> Date: Sunday, October 22, 2023 23:10:07 -0700
> From: JEFFRY KILLEN <jekillen@xxxxxxxxxxx>
>
>> On Oct 22, 2023, at 10:11 PM, Jim Pazarena <php@xxxxxx> wrote:
>>
>> I have an html/php form where I have a text box where free form
>> info can occupy such as birthdate, weight, height, other personal
>> info. Oh yes, this entire routine was created for me by a friend
>> who has now passed away so I am on my own to debug and/or make
>> changes. Anyways, I wrap text input boxes in an "addslashes"
>> function, which corrected an issue I had with quotes. Except, if I
>> enter someones height, such as 5 ft 11 inch (as: 5' 11" ) While I
>> see the entry in the URL as 5'+11"++ ( etc)

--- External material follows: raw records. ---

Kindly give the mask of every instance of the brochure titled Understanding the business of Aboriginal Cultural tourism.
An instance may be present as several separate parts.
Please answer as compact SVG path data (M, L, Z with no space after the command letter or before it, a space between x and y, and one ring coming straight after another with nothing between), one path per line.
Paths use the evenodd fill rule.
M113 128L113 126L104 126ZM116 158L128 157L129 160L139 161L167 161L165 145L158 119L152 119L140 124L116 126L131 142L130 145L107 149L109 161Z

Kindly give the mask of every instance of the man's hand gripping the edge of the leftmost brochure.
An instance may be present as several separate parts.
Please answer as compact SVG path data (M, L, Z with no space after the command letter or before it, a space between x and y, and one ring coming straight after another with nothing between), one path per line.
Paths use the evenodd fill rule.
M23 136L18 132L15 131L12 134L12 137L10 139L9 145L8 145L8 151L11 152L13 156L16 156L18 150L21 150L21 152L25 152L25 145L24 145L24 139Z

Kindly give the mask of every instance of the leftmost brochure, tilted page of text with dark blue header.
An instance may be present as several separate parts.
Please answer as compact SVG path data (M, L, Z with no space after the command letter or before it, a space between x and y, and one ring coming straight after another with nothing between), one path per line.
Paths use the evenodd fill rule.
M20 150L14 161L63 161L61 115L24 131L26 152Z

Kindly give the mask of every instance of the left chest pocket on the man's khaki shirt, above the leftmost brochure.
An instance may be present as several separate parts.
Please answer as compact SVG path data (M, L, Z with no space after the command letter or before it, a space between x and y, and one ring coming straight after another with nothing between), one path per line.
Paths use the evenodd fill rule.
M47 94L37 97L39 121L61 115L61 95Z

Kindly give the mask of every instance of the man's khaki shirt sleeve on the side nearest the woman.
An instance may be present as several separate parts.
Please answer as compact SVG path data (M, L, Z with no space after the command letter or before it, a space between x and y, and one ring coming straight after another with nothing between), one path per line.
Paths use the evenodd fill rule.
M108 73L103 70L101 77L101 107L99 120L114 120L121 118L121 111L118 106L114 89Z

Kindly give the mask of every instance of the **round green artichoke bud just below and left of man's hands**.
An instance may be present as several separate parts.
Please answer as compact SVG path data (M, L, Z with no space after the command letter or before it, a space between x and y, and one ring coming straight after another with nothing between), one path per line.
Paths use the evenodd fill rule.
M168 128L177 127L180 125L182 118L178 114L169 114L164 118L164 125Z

>> What actually get posted is: 5? 11?
>> If I go back in and edit that field, and replace the '?" with the
>> applicable quote (' or "), I still see the same 5'+11"++ in the
>> URL, but this time it does indeed get written into the table as
>> expected.
>>
>> I would appreciate a hint on what I should be looking for to
>> determine where/how the '?' are getting in there. The insert
>> always places 5? 11? while the update always corrects it. I am
>> stumped.
>>
>
> Since the input fields have strings, the single and double quotes
> need to be escaped. But that would need javascript to escape the
> quotes before the form is submitted. I would have separate fields
> for foot and inch. Then name the fields ft and in. Then in the PHP,
> when it processes the input it takes the ft field and in field and
> combines it to produce your value.
>
> As well the actual code for the single and double quotes could be
> for curly quotes or some other encoding that html/http does not
> understand. That can account for the '?'.
>
> The single and double quotes are best avoided in the input fields.

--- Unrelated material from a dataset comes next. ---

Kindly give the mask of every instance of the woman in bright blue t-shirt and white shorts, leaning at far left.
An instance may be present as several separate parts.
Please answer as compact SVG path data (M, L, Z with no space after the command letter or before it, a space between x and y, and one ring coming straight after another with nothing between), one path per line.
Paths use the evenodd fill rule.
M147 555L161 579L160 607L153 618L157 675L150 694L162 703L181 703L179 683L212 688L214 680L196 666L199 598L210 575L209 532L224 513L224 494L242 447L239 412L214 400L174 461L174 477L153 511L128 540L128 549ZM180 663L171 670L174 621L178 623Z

> They would just be for the sake of the user.
>
Honestly, I wouldn't spend time trying to address this issue. As Jeff
points out the reason that quotes are displaying as question marks
are many and varied - and addressing them all can be quite complex
(and requires a fairly detailed understanding of what different
platforms do in the non-standard ascii character ranges).
Taking structured data into a free-form text block makes it almost
useless. A human may be able to find the useful bits, but even there
it will take time as it sounds like the pieces are entered in
haphazard order and in inconsistent form.
I would suggest starting fresh setting up fields for proper
structured data intake (including built-in valid input constraints
and checking) and storage. Free-form fields are fine, for free-form
data, but counterproductive otherwise.